En una época medieval de violencia y conflictos, las Ordenanzas de Hermandad venían a ser una especie de código penal ya que tipificaban las penas para los diversos delitos o “casos de Hermandad”. El alcalde de Hermandad era el encargado de ejercer justicia, en primera instancia, sobre “casos de Hermandad” tan dispares como robos, incendios, crímenes o allanamientos de morada. En segunda instancia se encontraba la figura del Diputado General quién, además de representar a la Corona, convocar las Juntas de Hermandad y ser el comandante en jefe de las tropas reclutadas en la provincia, dictaba sentencias concernientes a la Hermandad que sólo podían apelarse ante el Rey o su Consejo.

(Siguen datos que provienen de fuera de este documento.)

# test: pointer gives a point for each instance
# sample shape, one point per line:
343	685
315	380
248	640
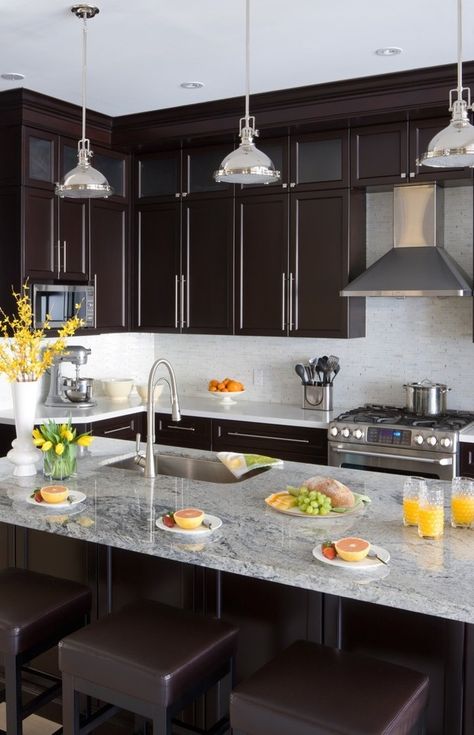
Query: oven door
395	460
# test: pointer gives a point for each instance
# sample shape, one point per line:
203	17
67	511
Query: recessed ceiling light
389	51
192	85
12	76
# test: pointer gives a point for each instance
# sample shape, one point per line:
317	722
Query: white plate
357	508
226	398
74	498
369	564
199	531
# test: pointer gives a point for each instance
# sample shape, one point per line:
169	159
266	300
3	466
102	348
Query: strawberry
328	550
168	520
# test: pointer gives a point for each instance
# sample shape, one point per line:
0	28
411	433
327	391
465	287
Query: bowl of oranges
226	390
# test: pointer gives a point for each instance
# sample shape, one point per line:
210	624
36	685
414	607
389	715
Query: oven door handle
444	461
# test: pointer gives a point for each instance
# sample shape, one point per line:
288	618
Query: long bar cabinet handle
273	438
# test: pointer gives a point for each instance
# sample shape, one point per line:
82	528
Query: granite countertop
433	577
258	412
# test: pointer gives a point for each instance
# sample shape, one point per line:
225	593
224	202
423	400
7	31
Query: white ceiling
140	50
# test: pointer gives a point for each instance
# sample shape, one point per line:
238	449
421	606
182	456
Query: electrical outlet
258	376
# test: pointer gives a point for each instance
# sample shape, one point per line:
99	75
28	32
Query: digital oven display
396	437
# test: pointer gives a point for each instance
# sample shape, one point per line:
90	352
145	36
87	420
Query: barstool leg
13	695
71	710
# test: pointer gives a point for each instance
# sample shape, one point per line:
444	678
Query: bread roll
340	494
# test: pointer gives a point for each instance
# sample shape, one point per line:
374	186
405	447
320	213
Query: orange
188	517
352	548
54	493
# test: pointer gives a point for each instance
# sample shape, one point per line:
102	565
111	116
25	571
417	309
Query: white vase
24	454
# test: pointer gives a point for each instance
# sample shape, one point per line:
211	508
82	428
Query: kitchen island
257	551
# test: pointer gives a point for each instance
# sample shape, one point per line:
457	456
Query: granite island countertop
121	508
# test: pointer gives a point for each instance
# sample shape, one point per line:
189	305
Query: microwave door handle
444	461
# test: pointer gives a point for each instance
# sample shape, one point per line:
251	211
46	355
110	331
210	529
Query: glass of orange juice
431	512
411	491
462	502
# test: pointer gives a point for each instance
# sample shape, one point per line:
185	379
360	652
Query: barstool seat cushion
35	607
316	690
148	650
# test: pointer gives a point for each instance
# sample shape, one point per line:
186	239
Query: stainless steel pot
426	398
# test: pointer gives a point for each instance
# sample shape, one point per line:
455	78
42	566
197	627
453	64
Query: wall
407	339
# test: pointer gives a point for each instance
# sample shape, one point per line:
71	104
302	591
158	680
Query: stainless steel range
389	439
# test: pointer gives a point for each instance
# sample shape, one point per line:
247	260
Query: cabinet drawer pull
283	302
273	438
119	428
181	428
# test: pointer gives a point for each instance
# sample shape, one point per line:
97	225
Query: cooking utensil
426	398
302	372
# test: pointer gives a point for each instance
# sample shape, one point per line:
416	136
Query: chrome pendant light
84	181
247	165
454	145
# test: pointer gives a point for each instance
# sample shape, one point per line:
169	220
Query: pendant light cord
247	62
459	49
84	73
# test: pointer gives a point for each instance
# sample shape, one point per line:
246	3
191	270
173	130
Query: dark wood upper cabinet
109	263
379	154
158	176
159	266
199	165
207	266
262	264
320	160
39	233
421	133
319	266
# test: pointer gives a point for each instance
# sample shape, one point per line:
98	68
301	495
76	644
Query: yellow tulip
85	440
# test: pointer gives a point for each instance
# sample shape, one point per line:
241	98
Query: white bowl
142	391
117	388
226	398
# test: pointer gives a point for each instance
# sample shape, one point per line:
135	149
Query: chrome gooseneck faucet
150	470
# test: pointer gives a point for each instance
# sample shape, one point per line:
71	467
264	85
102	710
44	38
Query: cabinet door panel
109	257
262	265
319	248
379	154
320	160
39	233
208	247
73	247
158	266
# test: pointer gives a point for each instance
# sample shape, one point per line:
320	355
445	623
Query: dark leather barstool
36	611
316	690
148	658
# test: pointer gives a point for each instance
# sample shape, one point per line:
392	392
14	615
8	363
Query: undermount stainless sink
204	470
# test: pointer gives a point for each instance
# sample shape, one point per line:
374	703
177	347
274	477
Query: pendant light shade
454	145
247	164
84	181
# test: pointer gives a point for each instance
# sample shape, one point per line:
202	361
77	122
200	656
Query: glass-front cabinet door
40	158
159	176
320	160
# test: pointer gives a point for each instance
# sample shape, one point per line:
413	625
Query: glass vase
60	466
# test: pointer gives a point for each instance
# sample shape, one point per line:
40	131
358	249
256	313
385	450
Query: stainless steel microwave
59	303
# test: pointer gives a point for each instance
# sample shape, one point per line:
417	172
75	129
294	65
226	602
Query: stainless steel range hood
417	265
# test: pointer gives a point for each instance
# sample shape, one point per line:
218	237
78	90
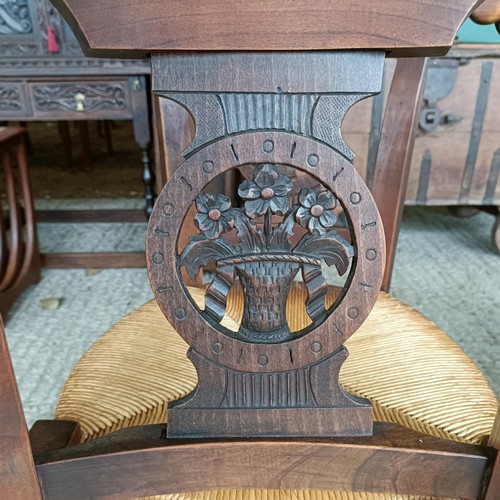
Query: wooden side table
20	261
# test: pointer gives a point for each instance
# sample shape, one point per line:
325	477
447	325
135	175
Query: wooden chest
456	158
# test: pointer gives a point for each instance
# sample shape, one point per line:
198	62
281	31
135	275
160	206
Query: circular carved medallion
201	330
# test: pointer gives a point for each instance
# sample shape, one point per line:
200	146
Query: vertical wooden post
18	477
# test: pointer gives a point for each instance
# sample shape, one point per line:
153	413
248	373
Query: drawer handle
80	101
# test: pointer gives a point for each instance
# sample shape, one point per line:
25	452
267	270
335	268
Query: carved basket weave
266	284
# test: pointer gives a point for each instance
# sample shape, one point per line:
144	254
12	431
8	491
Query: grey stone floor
445	267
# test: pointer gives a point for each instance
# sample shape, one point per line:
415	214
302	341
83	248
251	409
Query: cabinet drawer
13	102
77	100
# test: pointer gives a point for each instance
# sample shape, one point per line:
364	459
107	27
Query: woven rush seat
412	372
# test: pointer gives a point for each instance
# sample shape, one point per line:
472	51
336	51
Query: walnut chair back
267	84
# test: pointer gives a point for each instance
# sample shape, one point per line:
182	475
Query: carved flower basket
266	284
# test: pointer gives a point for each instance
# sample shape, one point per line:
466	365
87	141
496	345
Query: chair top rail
400	27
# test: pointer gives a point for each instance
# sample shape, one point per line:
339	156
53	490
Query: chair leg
395	150
18	475
64	134
85	138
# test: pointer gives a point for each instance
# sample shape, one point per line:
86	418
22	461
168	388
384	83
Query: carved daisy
214	215
268	190
316	211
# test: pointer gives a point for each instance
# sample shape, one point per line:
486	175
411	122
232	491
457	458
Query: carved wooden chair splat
267	410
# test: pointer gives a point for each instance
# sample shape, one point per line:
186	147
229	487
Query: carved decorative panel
264	239
10	98
85	97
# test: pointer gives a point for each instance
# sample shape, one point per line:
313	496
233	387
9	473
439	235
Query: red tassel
52	46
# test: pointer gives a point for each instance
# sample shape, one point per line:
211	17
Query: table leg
142	133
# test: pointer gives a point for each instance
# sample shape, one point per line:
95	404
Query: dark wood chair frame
20	260
210	452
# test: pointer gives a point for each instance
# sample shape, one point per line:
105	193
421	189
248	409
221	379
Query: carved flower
268	190
214	215
316	210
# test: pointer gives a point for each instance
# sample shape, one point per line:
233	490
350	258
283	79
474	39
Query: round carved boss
209	338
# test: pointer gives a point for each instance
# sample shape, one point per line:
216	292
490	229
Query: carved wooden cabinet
45	76
456	157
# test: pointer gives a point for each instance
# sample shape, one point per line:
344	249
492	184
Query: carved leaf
280	236
201	250
249	235
331	247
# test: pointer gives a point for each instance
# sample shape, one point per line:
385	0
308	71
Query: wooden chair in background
20	262
267	412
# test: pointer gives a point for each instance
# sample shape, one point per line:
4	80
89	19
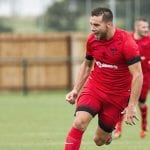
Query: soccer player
140	35
105	89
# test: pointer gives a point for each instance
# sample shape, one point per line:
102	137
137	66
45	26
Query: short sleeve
131	51
88	50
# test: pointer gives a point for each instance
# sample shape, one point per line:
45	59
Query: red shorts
145	88
108	114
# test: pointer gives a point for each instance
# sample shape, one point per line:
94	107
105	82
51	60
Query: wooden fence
40	61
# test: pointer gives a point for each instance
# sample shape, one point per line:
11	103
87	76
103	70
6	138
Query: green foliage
65	15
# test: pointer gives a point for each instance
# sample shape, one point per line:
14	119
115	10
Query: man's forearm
136	89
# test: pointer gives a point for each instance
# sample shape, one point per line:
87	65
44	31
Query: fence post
69	62
24	73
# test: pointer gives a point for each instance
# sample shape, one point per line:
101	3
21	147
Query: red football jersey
144	47
112	58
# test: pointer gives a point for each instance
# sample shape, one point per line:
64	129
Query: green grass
40	121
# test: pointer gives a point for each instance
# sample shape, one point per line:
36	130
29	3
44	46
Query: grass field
40	121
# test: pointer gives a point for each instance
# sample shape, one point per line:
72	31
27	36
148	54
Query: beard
100	35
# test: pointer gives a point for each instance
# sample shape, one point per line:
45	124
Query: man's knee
99	141
80	124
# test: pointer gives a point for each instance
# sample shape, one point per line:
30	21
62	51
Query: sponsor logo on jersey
103	65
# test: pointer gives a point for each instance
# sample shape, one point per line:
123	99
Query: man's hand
72	96
130	115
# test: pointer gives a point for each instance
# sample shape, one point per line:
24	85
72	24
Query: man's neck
111	33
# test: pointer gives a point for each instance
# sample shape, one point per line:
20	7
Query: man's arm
136	85
82	76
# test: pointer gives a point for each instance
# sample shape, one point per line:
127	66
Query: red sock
73	140
119	124
144	117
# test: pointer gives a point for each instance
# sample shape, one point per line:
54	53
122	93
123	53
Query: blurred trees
72	15
66	15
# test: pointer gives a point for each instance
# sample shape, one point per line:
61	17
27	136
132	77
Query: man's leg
144	110
80	124
118	128
102	137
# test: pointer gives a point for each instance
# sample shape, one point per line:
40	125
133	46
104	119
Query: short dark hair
105	12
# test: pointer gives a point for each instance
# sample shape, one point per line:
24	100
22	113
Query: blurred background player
142	38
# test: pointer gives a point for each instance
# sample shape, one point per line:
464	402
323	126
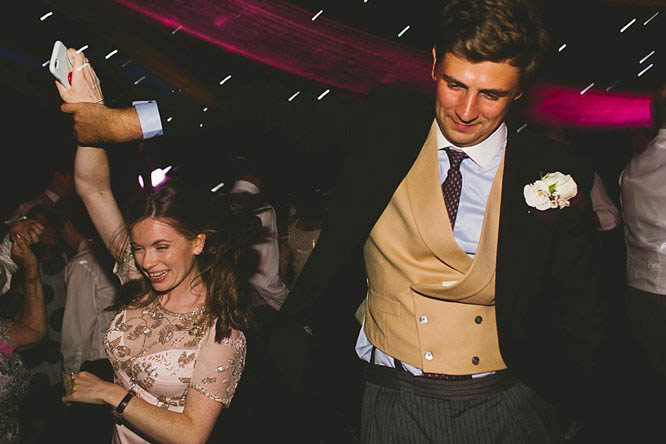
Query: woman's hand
85	86
22	254
30	230
89	389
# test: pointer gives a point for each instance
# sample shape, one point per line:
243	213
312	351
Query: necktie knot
453	184
456	158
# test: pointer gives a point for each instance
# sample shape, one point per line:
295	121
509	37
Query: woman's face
164	256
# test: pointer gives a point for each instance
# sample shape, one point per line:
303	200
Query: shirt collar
243	186
481	153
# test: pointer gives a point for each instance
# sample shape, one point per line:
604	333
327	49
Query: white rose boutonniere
554	190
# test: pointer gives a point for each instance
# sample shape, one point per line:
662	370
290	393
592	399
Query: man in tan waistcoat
472	244
482	314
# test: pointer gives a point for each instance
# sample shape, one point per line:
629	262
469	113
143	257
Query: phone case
61	63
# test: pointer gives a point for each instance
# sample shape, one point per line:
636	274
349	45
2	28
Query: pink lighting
284	36
554	104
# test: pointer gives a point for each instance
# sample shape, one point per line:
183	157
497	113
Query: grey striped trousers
505	413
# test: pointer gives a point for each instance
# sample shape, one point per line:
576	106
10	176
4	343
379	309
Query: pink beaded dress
161	355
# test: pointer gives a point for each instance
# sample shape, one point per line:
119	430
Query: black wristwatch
117	413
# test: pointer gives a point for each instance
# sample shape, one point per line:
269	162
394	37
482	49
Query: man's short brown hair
494	30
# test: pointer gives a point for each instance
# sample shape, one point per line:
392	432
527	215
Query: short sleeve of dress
219	366
126	269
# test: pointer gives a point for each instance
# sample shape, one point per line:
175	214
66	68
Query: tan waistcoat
429	304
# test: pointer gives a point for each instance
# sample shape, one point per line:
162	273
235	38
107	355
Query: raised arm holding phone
176	343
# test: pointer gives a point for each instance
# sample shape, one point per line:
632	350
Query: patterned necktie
453	184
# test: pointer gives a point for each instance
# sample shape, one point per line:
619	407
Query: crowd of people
455	293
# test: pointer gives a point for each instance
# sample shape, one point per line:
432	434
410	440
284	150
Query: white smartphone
61	64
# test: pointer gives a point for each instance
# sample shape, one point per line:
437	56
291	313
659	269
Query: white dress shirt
603	206
478	173
90	290
643	184
266	282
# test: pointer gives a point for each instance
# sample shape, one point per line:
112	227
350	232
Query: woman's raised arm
92	176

Para un eficaz cumplimiento de sus funciones, cada alcalde de Hermandad disponía de uno o dos hombres armados que recibían el nombre de “cuadrilleros”. Esta denominación proviene del término “cuadrillas”, esto es, las comarcas en las que se dividía la provincia y que agrupaban a las distintas hermandades locales. Las principales funciones de los cuadrilleros fueron la persecución de malhechores y el mantenimiento del orden público en toda Álava pudiendo contar, en caso necesario, con la ayuda de población civil armada. Nos encontramos ante el antecedente del Cuerpo de Miñones y, al igual que éste, su número de efectivos variaría en función de las circunstancias del momento y de los recursos económicos disponibles.